To use the tools, send the appropriate command through the MCP transport exposed by the upstream client (e.g., Claude Code, Claude Desktop). For example, a Claude Code setup typically runs: claude mcp add scantool -- uvx scantool, which connects via uvx to the scantool MCP server. You can then invoke the core capabilities via the provided APIs or commands, such as preview_directory for a full analysis of a directory, scan_file for a single file, scan_directory for a directory-wide overview, and search_structures to filter by type, name pattern, or decorator. The server can analyze Python, JavaScript/TypeScript, Rust, Go, C/C++, Java, PHP, C#, Ruby, Zig, Swift, SQL variants, HTML/CSS, Markdown, and more, returning structured results with precise line numbers and signatures.

How to install

Prerequisites:

  • A supported runtime (Python with uv requires uv; Node is not needed for this MCP server).
  • Access to the uv installer as described in the readme (for uvx, the uv package manager must be installed and available on PATH).
  • curl or a network-enabled environment to fetch install scripts when using uv/uvx.

Install steps:

  1. Install uv (which provides the uvx command):

    After installing, restart your terminal to ensure uvx is on PATH.
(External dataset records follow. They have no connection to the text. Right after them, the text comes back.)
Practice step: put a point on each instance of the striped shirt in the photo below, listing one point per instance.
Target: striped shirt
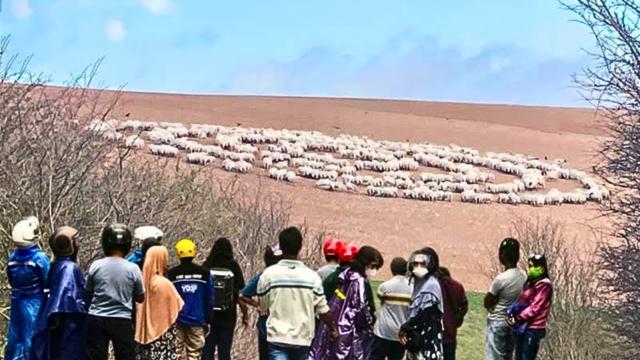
(293, 295)
(395, 295)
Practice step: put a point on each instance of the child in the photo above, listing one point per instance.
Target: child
(535, 301)
(352, 310)
(271, 257)
(330, 249)
(395, 296)
(27, 270)
(62, 322)
(195, 286)
(113, 284)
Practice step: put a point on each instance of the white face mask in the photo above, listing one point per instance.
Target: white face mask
(420, 272)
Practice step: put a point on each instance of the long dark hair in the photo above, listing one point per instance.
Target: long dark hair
(221, 254)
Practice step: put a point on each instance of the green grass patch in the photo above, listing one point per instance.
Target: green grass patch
(471, 334)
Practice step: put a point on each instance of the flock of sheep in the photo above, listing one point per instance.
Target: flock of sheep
(345, 163)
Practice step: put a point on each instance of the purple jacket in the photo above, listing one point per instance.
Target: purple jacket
(354, 318)
(536, 300)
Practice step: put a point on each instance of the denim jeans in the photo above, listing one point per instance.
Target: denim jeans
(528, 344)
(499, 341)
(220, 340)
(383, 349)
(280, 352)
(449, 350)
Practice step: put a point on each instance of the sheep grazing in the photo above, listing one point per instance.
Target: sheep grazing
(163, 150)
(239, 166)
(389, 192)
(282, 175)
(133, 142)
(246, 157)
(311, 173)
(331, 185)
(510, 198)
(533, 199)
(200, 158)
(476, 198)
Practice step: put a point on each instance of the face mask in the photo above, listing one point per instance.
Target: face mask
(371, 272)
(535, 272)
(420, 272)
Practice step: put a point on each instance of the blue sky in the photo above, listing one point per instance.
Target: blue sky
(497, 51)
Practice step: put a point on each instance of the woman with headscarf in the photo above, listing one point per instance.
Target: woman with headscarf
(220, 337)
(62, 321)
(353, 310)
(531, 311)
(421, 335)
(157, 314)
(27, 271)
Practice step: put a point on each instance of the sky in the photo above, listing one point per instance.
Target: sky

  2. Ensure uvx is on PATH (if not auto-detected):

    • Linux / WSL: export PATH="$HOME/.local/bin:$PATH"
    • macOS: export PATH="$HOME/.local/bin:$PATH"
    • Verify: uvx --version
  3. Install or run the MCP server from source or package (depending on your preference):

    • If using the published MCP, configure it to be started via uvx scantool as per the config example.
    • If cloning the repository, you can sync and run as documented in the project (the exact commands depend on the repository authors’ setup).
  4. Register the MCP with your Claude product ( Claude Code / Claude Desktop ) using the provided configuration example:

    • Claude Code: claude mcp add scantool -- uvx scantool
    • Claude Desktop: Use the following config in claude_desktop_config.json: { "mcpServers": { "scantool": { "command": "uvx", "args": ["scantool"] } } }
  5. Restart the client applications after adding the MCP server so they can discover and connect to scantool.

Additional notes

Notes and tips:

  • The scantool MCP supports 20+ languages via tree-sitter and can extract classes, functions, imports, call graphs, and hot functions with precise line numbers.
  • Typical outputs include preview_directory (biggest feature for codebase analysis), scan_file (detailed file view), scan_directory (compact directory overview), and search_structures/list_directories for targeted queries.
  • If uvx is not found after installation, ensure the PATH is updated in your terminal session, or add export PATH="$HOME/.local/bin:$PATH" to your shell startup file.
  • The recommended server name in configurations is scantool, as shown in examples like uvx scantool or the .mcp.json templates.
  • The MCP server relies on the uvx transport; if you switch to a different transport, update the command and args accordingly in the mcp_config.
  • For best results, run scans with reasonable limits (e.g., max_files, max_entries) to avoid long analysis times on very large repos.